Note that these are distinct transpositions, each of which exchanges an element of [n] with one of x,y. By routine verification:

$$\pi^* \sigma=\begin{pmatrix}
 1 & 2 & ... & n & x & y \\
 1 & 2 & ... & n & y & x
\end{pmatrix}.$$

That is, σ reverts the original k-cycle to the identity and leaves x and y switched (without performing (x y)).

Next, let π be an arbitrary permutation on [n]. It consists of disjoint (nontrivial) cycles and each can be inverted as above in sequence after which x and y can be switched if necessary via (x y), as was desired.

==Cultural references==

The episode's title and the Robo-Hungarian emperor subplot are references to the 1894 adventure novel The Prisoner of Zenda, in which a king is replaced by a commoner, by English novelist Anthony Hope. The episode also references the Turing test (a philosophical test designed to assess whether a computer can demonstrate true intelligence), actor Nicolas Cage, and the television character Fat Albert.

Big Bertha, who shoots the Professor in Bender's body, was also the name of a German World War I howitzer.

==Broadcast and reception==
"The Prisoner of Benda" originally aired on Comedy Central on August 19, 2010. In its original American broadcast, "The Prisoner of Benda" received 1.774 million viewers, down nearly 150,000 from the previous week's episode, "A Clockwork Origin". It received a 1.2 rating/2% share in the Nielsen ratings and a 0.8 rating/2% share in the 18–49 demographic, down two tenths of a point from the previous week.

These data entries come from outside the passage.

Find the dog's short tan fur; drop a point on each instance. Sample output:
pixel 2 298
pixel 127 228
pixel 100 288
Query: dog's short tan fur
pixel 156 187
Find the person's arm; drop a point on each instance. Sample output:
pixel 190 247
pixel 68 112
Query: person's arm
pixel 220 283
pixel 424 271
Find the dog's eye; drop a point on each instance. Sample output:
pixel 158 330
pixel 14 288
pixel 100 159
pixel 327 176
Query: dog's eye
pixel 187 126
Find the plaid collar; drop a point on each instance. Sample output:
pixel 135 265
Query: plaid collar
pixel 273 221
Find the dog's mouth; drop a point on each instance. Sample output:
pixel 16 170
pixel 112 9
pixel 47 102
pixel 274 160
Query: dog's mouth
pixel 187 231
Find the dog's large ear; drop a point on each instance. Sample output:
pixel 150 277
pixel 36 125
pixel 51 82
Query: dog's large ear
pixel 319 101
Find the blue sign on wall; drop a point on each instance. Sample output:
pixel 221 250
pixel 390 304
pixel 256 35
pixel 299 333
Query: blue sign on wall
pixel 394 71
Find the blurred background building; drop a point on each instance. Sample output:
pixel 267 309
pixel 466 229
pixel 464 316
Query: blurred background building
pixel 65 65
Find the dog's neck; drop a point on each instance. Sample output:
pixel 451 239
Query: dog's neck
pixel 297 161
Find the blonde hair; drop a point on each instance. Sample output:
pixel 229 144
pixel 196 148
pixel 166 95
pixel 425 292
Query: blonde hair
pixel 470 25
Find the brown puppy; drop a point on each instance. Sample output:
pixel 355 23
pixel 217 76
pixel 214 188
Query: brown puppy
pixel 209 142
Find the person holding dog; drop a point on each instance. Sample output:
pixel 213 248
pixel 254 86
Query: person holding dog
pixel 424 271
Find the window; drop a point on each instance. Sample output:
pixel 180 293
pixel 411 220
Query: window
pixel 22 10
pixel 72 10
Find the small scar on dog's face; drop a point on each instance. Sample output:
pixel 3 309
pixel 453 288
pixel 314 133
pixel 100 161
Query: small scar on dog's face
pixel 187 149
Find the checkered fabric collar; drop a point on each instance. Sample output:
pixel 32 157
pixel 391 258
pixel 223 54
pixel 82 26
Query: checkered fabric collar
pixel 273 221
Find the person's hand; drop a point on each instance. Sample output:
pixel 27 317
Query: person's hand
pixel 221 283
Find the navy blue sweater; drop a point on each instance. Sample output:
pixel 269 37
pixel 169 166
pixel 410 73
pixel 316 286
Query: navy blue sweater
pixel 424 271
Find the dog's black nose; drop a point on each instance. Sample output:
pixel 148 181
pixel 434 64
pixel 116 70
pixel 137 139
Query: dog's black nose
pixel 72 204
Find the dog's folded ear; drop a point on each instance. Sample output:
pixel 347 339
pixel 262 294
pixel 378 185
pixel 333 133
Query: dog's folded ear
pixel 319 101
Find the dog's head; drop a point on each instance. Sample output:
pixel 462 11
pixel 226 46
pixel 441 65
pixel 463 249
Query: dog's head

The episode was unanimously acclaimed by critics, who largely praised the episode's complexity and writing. Ken Keeler won a Writers Guild of America Award for Outstanding Writing in Animation at the 63rd Writers Guild of America Awards for his script to this episode. Zack Handlen of The A.V. Club gave the episode a positive review, rating it an A−. Handlen compared the episode favorably to the season 4 episode "The Farnsworth Parabox", writing, "Really, this is pure silly from beginning to end, using the show's internal logic to arrive in unpredictable places, and bringing to life a piece of fan fiction I doubt anyone has ever had the courage to write. It reminded me more than a little of 'The Farnsworth Parabox': a premise that uses the whole cast to just the right amount."

Merrill Barr of Film School Rejects also gave the episode a positive review, praising the character development of Scruffy the Janitor in particular. With respect to the logic puzzle nature of the plot, Barr stated, "I have never understood less of what was going on in a single episode of Futurama. And I couldn't have loved it more." Sean Gandert of Paste rated the episode 9.1/10. He praised the intricate plot and writing, also comparing it to "The Farnsworth Parabox" and "Teenage Mutant Leela's Hurdles", writing, "...this sort of intertwined, Altman-esque plot offers up a level of complexity rarely offered by sitcoms, or any episodic television. 'The Prisoner of Benda' was a perfect example of how Futurama takes an extremely simple concept and executes it in a daring and unique way. It's not as showy as 'A Clockwork Origin' or 'The Late Philip J. Fry' from an animation standpoint, but with writing this tight we could be watching stick figures at 8 frames a second and it would still be worth seeing."

Robert Canning of IGN gave the episode a 9.5/10, stating "'The Prisoner of Benda' was an absolutely stellar episode. The high-concept idea of switching minds/bodies was taking [sic] to extremes and delivered fantastic lines and great laughs throughout." In response to this episode, UGO Entertainment critic Alex Zalben concluded that "this season of Futurama, despite a miss or two, has hit what might possibly be a series high for the past few episodes, and I can't wait to watch the rest. Kudos to Comedy Central for bringing back what is now officially the best animated show on TV." Alasdair Wilkins of io9 also praised the episode's mathematical complexity, saying "This episode is maybe the most epically overstuffed Futurama episode ever, with only the intersecting ensemble piece "Three Hundred Big Boys" even coming close. 'The Prisoner of Benda' easily could have stretched out to a 70-minute DVD movie, but I'm just as happy to see it as 22 minutes of finely concentrated crazy."

In an interview, Futurama writer Eric Rogers stated that this was his favorite episode of the season.